Markdown went from “a convenient format for READMEs” to the connective tissue of human-AI collaboration.
Context files
The most consequential markdown files today aren’t documentation — they’re context. Files written specifically to inform AI systems about what they’re working on:
- CLAUDE.md — project instructions for Claude Code
- README.md — still the first thing both humans and AI read in a repo
- Architecture docs — how systems are structured, what the patterns are
- Decision records — why things were built this way, what was considered
- Specs and briefs — what to build, what the constraints are
- Style guides — how code and prose should read
These files are multipliers. A well-written context file doesn’t just help one conversation — it shapes every interaction with every AI tool that reads the repo. Maintaining them well is one of the highest-leverage activities in AI-assisted work.
CommonMark and flavours
Gruber’s original spec was intentionally loose. Ambiguous edge cases led to dozens of slightly incompatible implementations. In 2014, a group of developers created CommonMark — a strict specification that resolves every ambiguity.

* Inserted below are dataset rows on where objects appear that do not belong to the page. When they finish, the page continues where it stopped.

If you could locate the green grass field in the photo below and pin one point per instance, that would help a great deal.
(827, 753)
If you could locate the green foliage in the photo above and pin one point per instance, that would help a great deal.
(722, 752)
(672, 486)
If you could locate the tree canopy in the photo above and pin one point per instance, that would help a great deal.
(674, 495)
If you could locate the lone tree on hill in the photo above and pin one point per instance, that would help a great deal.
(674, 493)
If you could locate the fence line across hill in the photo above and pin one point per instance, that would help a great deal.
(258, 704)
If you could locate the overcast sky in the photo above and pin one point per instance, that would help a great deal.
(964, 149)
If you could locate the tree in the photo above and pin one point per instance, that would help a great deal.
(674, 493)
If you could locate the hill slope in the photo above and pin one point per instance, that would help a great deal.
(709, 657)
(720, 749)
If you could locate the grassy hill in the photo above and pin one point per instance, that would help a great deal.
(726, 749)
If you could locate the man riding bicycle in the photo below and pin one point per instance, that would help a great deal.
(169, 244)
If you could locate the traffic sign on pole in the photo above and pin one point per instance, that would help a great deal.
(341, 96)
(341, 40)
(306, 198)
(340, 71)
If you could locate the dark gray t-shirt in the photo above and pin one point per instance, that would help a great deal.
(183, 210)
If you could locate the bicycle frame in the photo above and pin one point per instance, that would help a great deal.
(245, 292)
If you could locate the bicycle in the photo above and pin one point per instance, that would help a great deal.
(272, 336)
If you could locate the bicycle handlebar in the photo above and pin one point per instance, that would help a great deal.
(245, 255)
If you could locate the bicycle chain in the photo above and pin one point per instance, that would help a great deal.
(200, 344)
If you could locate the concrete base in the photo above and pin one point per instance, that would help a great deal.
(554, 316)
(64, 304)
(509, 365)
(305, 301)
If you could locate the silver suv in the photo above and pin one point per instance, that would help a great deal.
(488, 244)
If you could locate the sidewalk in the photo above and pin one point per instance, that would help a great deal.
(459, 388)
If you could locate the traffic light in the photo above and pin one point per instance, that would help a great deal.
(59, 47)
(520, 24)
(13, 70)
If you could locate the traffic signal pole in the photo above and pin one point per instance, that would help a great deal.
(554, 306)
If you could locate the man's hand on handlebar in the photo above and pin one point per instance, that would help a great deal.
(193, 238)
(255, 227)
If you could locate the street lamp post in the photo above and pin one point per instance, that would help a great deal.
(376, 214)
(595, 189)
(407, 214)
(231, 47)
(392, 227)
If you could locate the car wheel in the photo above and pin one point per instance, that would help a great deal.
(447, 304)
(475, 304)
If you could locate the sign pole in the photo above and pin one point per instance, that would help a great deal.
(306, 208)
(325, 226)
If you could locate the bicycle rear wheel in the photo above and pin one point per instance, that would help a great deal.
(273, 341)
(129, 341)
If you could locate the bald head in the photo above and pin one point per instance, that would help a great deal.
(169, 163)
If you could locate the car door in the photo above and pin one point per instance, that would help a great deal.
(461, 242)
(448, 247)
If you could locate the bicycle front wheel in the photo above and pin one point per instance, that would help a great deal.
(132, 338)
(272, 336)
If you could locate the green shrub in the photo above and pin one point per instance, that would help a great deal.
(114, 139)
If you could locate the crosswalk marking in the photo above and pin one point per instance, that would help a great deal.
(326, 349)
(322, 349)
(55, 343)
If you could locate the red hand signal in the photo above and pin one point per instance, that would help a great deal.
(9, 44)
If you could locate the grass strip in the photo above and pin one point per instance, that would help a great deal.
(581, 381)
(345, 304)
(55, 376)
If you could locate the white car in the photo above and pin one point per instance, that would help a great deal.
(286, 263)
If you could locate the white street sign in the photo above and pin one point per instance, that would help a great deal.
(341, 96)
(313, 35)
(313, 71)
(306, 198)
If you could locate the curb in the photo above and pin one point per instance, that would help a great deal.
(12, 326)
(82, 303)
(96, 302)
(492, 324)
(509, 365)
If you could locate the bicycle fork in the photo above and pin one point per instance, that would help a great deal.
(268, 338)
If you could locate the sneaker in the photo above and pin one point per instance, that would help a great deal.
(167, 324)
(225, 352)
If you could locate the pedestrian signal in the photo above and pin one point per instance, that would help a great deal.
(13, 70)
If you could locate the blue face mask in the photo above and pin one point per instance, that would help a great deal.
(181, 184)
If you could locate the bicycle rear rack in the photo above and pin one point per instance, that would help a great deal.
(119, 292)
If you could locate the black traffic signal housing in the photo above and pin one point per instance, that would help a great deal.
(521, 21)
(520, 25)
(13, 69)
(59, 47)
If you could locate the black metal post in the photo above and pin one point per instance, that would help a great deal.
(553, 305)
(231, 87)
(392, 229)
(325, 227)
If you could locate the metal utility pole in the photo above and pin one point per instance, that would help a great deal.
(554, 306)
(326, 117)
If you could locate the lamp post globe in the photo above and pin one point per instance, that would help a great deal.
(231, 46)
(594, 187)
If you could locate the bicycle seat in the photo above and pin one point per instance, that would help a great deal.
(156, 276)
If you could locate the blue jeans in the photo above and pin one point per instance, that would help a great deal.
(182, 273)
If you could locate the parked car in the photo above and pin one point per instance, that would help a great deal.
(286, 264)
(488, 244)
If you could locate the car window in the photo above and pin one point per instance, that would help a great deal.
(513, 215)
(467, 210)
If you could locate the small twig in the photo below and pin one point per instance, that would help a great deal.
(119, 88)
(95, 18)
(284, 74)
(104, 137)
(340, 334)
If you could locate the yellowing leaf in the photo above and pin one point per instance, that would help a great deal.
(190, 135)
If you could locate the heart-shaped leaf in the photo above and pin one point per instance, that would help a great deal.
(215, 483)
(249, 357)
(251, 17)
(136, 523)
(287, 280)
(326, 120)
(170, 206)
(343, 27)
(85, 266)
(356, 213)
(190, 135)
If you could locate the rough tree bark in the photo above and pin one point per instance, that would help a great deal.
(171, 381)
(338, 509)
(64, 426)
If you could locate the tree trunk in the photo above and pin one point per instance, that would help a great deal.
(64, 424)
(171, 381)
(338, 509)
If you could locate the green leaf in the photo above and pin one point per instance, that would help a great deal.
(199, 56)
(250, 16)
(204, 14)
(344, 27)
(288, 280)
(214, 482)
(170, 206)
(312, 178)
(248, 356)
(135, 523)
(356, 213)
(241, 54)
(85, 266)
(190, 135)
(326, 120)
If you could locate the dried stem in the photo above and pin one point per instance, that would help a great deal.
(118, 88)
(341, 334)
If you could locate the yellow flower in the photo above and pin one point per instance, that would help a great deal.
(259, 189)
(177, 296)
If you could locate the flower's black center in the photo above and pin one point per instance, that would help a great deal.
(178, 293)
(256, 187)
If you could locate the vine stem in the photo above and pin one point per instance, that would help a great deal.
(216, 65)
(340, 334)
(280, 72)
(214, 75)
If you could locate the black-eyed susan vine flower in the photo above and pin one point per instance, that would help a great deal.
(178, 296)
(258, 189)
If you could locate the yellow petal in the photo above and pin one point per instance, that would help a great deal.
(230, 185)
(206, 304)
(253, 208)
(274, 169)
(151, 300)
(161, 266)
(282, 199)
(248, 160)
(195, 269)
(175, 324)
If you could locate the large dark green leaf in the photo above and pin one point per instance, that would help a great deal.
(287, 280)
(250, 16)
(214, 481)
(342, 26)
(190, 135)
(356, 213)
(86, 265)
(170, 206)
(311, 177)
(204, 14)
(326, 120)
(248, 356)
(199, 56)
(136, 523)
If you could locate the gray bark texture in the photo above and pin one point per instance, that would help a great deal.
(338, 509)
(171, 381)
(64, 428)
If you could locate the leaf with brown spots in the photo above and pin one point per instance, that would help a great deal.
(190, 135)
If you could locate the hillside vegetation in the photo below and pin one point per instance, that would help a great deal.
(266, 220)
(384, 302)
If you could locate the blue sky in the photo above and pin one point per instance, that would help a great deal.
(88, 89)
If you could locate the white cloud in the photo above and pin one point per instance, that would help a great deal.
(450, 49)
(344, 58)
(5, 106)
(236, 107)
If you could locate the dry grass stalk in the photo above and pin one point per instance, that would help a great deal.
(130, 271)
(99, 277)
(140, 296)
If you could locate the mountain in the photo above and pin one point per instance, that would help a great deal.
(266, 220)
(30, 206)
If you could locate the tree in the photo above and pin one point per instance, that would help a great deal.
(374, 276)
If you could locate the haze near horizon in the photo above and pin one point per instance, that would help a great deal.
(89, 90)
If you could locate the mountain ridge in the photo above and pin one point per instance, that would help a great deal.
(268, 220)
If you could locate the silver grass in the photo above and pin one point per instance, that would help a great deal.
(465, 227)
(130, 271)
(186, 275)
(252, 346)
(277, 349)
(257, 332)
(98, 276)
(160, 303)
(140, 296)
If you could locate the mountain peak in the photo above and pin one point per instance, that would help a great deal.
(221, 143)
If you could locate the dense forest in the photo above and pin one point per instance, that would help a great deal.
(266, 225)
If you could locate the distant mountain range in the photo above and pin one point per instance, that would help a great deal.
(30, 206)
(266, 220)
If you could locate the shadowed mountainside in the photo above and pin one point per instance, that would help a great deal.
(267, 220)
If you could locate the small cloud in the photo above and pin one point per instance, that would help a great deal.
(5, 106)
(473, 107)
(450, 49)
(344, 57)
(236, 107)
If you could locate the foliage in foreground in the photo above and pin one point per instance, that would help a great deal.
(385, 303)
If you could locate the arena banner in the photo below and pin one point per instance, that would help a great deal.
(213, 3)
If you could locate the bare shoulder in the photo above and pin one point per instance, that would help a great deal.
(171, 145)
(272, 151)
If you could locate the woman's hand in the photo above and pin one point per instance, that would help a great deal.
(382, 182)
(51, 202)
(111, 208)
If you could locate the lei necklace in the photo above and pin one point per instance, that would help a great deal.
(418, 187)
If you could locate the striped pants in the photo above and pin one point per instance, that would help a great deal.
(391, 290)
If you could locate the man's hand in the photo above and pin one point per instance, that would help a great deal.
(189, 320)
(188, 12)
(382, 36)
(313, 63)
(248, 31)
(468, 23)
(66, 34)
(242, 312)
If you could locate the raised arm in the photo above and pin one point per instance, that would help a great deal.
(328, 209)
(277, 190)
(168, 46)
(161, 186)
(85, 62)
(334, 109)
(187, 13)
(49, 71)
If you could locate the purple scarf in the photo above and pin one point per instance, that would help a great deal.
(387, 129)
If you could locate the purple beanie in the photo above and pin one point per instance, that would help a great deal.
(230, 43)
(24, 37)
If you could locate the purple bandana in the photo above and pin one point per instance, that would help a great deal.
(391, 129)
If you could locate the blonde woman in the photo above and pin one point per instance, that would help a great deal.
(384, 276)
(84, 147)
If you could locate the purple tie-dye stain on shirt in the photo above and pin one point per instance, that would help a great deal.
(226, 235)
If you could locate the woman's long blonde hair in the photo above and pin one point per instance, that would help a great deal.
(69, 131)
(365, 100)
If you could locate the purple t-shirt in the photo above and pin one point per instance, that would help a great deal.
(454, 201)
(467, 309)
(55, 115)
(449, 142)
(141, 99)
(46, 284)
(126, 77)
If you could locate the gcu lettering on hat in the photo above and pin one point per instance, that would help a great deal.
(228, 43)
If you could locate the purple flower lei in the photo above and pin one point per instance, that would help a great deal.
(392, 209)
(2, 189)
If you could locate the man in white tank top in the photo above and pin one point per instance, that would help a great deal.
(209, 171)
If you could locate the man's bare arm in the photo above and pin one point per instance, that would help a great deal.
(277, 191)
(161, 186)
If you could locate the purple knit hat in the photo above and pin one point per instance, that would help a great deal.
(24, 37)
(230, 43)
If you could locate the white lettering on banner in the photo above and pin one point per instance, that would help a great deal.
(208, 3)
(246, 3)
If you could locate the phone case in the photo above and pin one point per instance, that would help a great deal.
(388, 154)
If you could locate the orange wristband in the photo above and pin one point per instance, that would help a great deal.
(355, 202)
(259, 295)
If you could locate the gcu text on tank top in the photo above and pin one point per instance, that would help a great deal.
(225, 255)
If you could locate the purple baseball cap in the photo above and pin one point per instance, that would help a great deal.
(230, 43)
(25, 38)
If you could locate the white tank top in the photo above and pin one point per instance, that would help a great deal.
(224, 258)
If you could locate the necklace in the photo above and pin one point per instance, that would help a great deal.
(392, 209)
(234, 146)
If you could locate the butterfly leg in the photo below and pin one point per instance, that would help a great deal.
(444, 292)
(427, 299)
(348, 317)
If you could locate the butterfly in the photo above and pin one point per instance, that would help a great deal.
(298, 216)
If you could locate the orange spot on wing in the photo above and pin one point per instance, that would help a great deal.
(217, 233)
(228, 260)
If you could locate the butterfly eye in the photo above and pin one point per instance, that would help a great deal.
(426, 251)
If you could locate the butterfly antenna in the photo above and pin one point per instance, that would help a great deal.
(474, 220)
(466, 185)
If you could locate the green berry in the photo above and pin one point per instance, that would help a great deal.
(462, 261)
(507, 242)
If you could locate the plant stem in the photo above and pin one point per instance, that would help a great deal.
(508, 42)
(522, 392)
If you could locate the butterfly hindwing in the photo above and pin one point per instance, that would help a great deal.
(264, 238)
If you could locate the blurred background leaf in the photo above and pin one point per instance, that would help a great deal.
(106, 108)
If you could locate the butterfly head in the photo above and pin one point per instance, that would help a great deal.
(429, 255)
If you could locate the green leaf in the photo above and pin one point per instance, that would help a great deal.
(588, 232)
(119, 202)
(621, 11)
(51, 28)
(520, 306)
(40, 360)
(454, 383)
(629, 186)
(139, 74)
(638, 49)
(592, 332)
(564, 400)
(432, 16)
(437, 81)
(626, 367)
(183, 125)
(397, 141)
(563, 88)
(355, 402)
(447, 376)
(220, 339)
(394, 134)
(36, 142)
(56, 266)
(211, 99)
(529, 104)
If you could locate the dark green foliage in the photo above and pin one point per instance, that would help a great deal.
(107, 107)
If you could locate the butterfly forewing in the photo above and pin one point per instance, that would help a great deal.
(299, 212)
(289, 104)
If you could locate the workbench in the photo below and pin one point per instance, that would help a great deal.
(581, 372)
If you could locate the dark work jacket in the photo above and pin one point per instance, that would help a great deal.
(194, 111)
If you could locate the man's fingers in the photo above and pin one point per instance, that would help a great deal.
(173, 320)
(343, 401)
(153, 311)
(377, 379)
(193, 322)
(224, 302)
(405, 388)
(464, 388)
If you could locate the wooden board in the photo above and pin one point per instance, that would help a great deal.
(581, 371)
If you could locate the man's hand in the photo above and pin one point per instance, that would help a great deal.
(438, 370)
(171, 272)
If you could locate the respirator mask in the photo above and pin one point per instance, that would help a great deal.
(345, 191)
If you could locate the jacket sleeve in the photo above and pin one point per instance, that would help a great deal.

Most modern tools target CommonMark or a superset of it. GitHub Flavored Markdown (GFM) adds tables, task lists, strikethrough, and autolinks. Other extensions add footnotes, definition lists, math blocks, and more.
ML-42 uses Apple’s swift-markdown parser, which implements CommonMark with common extensions including tables and strikethrough.
The file is the format
The reason markdown matters in 2026 is the same reason it mattered in 2004: the file is self-contained, human-readable, and tool-agnostic. No database to corrupt, no sync service to depend on, no format conversion to lose fidelity.
Your markdown files work in ML-42 today, in VS Code tomorrow, in whatever tool comes next. They work in git. They work in grep. They work when you pipe them to an AI agent. They work when you print them.
That’s not a feature of any particular application. It’s a property of the format.